Scientific Abstracts: Liver
Objective: Immune factors and inflammation play a key role for disease progression in hepatocellular carcinoma (HCC). With chemoembolization (DEB-TACE) as a bridge to liver transplant, this study evaluates the role of these factors in posttransplant recurrence and lymphovascular invasion of the treated tumors.
Methods: A grant-funded, retrospective, case-control explant analysis was performed on 17 patients who were treated for HCC with DEB-TACE (100-300µ LC Beads™ mixed with doxorubicin) and bridged to liver transplant from 6/2012 to 9/2015. 5 cases of posttransplant recurrence were selected from a previously published consecutive cohort of 93 patients who were bridged to transplant with TACE (Sandow et al. Assessing Response to DEB-TACE: Tumor Biology and HCC Recurrence in a 5-year transplant cohort. Radiology 2018; 286(3):1072-1083.). The cases of posttransplant recurrence were matched to similar cases based on tumor count, size, and treatment response. The explanted tumor specimens were pulled from catalog, identified as the tumors treated with TACE, and retrospectively evaluated for PD-L1 and CD-8 expression. Specimens were evaluated by 2 board-certified pathologists at separate institutions.

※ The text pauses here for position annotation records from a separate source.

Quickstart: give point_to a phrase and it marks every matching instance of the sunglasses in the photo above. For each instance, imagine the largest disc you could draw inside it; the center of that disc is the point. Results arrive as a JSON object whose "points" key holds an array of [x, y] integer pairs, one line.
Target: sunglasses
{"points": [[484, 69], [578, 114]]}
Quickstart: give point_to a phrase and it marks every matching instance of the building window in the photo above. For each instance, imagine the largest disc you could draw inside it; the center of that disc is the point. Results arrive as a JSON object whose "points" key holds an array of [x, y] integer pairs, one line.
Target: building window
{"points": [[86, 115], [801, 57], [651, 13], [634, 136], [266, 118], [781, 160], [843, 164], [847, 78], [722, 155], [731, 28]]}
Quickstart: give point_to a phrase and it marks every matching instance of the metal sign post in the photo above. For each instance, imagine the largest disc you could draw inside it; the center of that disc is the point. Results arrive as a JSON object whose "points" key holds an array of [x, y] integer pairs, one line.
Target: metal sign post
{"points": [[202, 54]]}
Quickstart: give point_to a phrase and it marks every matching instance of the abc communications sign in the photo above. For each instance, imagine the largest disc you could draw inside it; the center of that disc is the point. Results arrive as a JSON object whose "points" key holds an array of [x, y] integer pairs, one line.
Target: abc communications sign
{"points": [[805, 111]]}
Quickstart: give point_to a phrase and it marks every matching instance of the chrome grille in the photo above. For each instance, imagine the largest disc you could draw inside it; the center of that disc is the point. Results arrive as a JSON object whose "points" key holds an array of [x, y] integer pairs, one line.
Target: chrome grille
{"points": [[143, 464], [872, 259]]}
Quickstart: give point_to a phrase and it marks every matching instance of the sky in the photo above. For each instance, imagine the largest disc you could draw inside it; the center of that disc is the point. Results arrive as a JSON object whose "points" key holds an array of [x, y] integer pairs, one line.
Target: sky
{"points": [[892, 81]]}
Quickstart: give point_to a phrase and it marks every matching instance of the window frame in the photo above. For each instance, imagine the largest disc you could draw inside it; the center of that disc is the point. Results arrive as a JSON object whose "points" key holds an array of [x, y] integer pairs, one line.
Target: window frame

Results: Prior to transplant, complete response (CR) was present in 6 patients (35%), partial response (PR) in 1 patient (6%), stable disease in 8 patients (47%), and disease progression in 2 patients (12%). At explant, PD-L1 expression was high in 10 patients (59%), and peri-tumoral CD-8 expression was high in 4 patients (24%). On the basis of recurrence, patients were appropriately matched based on treatment size (p=0.34), tumor count (p=0.17), and treatment response (p=0.61). However, high PD-L1 expression was significantly associated with posttransplant recurrence (5/5 [100%] with recurrence vs 5/12 [42%] without recurrence, p=0.01). Additionally, high peri-tumoral CD-8 expression was associated with posttransplant recurrence (3/5 [60%] with recurrence vs 1/12 [8%] without recurrence, p=0.03) as well as lymphovascular invasion (3/6 [50%] vs 1/11 [9%], p=0.06). CR prior to transplant was associated with lower rates of high PD-L1 expression at explant (2/6 [33%] with CR vs 8/11 [73%] with PR/SD/DP, p=0.11).
Conclusions: Tumor-mediated immune tolerance may play a role in posttransplant recurrence in patients who were bridged to liver transplant with TACE.